Again, I wanted to interject, to console, to contradict, but the words wouldn’t come.

‘Or maybe he found someone else along the way.  Someone better.  A nice fat nurse maybe.  A good cook with a kind heart, a decent wage and a pension.’  Granny Mack took a deep drag on her cigarette and blew a long plume of smoke into the fire.  ‘I’ll never know for sure.  I’ll just have to carry on living with the pain and that’s the long and short of it.’

‘What does he intend to do with the thing anyway?’ she continued, after a moment, pushing at a cinder with a skinny plimsolled foot.

‘Who?’

‘Who?  The long haired nyaff.  Who else?’

‘Dave?  Oh, I don’t know. The video’s  probably very blurry, and what with the infra-red if it wasn’t for the hook and the staring eyes I bet nobody would know it’s you.  And now I come to think of it, he might even pixellate your face.’

‘He might what?’

Obfuscation.  We could all benefit from that from time to time. 
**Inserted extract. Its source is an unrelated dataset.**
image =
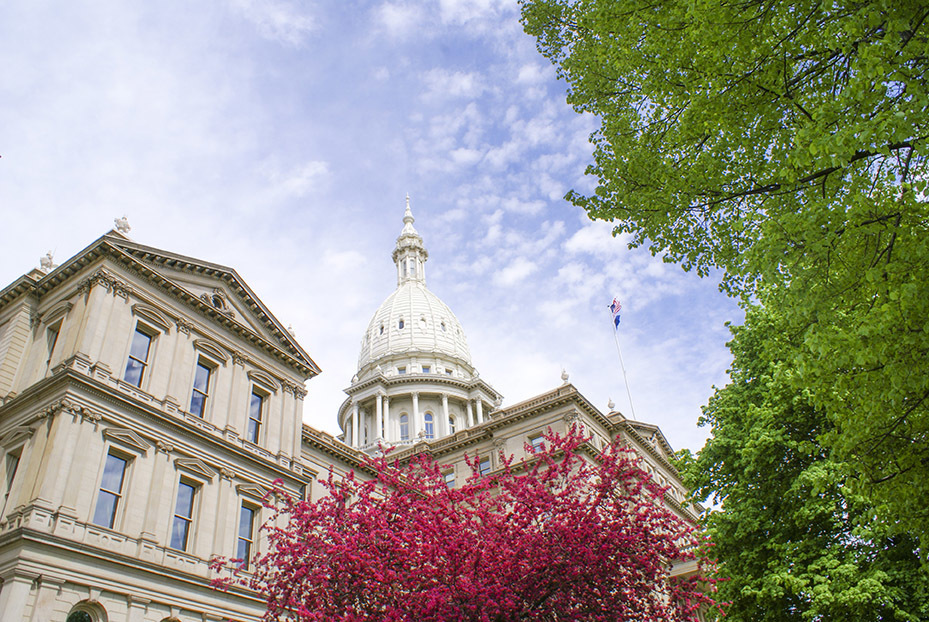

‘Och he’s only interested in otters, Granny.  He’s hardly going to post a grainy vid of an eighty two year old on the toilet.’

‘But I thought you said I would go viral.’

‘I know what I said.  It was just talk.  You don’t want to go viral, do you?’

Granny Mack peered at me, and I peered back, curious and, as usual, slightly fearful of meeting her gaze.  Then for the first time it came to me, the reason for my fear.  It wasn’t merely the obvious fear of bearing the brunt of one of her frequent rages, for that was nothing to me now, really.  It was fear of loss; the inevitable breaking of a fragile golden thread that had always held me grounded, through her.   Because the fading blue of her eyes held sea and sky and ancient rain-washed heaven.